ScoMo, please steer clear of anything to do with superannuation. Your unfortunate experience when Treasurer should have shown you that it’s not your long suit. Currently creating an unnecessary furore by slapping down economically literate backbenchers and ruling out their soundly-based objections to any further rise in the Keating government’s superannuation levy (and other needed super reforms) proves the point. And Josh and Matthias should also take a Bex and a good lie down instead of claiming a ‘conflict’ with a non-existent 2019 election policy gradually to implement 2014 legislation that belatedly increases the levy from its present 9.5 to 12 per cent. The last time the Coalition exercised its policy on the superannuation levy was five years ago when Prime Minister Abbott further deferred Keating’s timetable for fully implementing what has, over 27 years of partial implementation, become a $2.8 trillion monster. It is not only huge, but, as the Productivity Commission has shown, is out of control and in need of major reform.
There was no mention whatsoever in this year’s lengthy Liberal pre-election superannuation policy (mainly about tax) of any changes in the levy, which are not due to begin under Abbott’s deferred deal until 2021 with a 0.5 per cent lift to 10 per cent. So these backbenchers are not in conflict with any issue on which voters recently gave the Coalition a mandate; the slate is clean. Could this storm in a teacup be merely ministerial concern that political credit for whatever changes ultimately must take place will be claimed by these backbenchers? Contrary to the PM’s inference that raising this issue in public rather than privately in the party room indicated disloyalty, in fact it had already been raised officially in a public warning last year from then Minister for Revenue and Financial Services, Kelly O’Dwyer, against increasing the superannuation levy because it would ‘exacerbate sluggish wage growth’. Since then there have been The Productivity Commission, numerous academic studies and the Grattan Institute reinforcing the Henry Committee’s concerns; MPs have a duty to be involved. And the newly appointed Minister for Superannuation, Senator Jane Hume, has acknowledged the problem by stressing that the prospect of the levy rising to 12 per cent underlines the need to ensure that superannuation becomes efficient – with the inference that it would not be appropriate to raise the levy and unleash an even greater flood of money unless super did become more efficient.

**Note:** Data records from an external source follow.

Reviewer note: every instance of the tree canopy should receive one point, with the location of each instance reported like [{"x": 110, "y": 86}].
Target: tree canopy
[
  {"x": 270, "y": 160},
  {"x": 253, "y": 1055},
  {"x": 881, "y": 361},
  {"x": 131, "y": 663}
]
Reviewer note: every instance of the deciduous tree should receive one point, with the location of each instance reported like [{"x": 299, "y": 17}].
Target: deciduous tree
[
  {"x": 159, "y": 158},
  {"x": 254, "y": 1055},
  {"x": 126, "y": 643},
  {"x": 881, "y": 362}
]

So why on earth have the PM, the Treasurer and the Finance Minister all given the media an excuse for ‘Liberals Divided’ headlines by jumping on seven backbenchers who are seeking to generate informed public discussion of an important issue on which the government has no current policy – unless the PM seriously considers as his current ‘policy’ the Abbott legislation aimed at putting off for the future a problem it did not want to deal with at the time. But that ‘future’ is only a couple of years away. Action will be needed on this before the next election. Yet this year’s highly critical Productivity Commission report on superannuation strongly warns against any increases in the levy before the completion of ‘an independent inquiry into the role of compulsory superannuation in the broader retirement incomes system, including the net impact of compulsory super on private and public savings, distributional impacts across the population and over time, interactions between superannuation and other sources of retirement income, the impact of superannuation on public finances, and the economic… impacts of the non-indexed contributions threshold’. Apart from Frydenberg telling the Australian Financial Review in May that he wants to hold a Review of Retirement Income policy, the government has not formally responded to the Productivity Commission’s January report beyond those matters coincidentally covered in its February response to the report of Banking Royal Commission. If public pressure is required to get this much-needed review under way, then the backbenchers still have a job to do – and to hell with the muzzle. With Paul Keating, who fathered this fiscal behemoth, damning these ‘monkeys on the backbench’ for promoting ‘grand theft’ of retirement incomes, their virtuous cause has been further ennobled.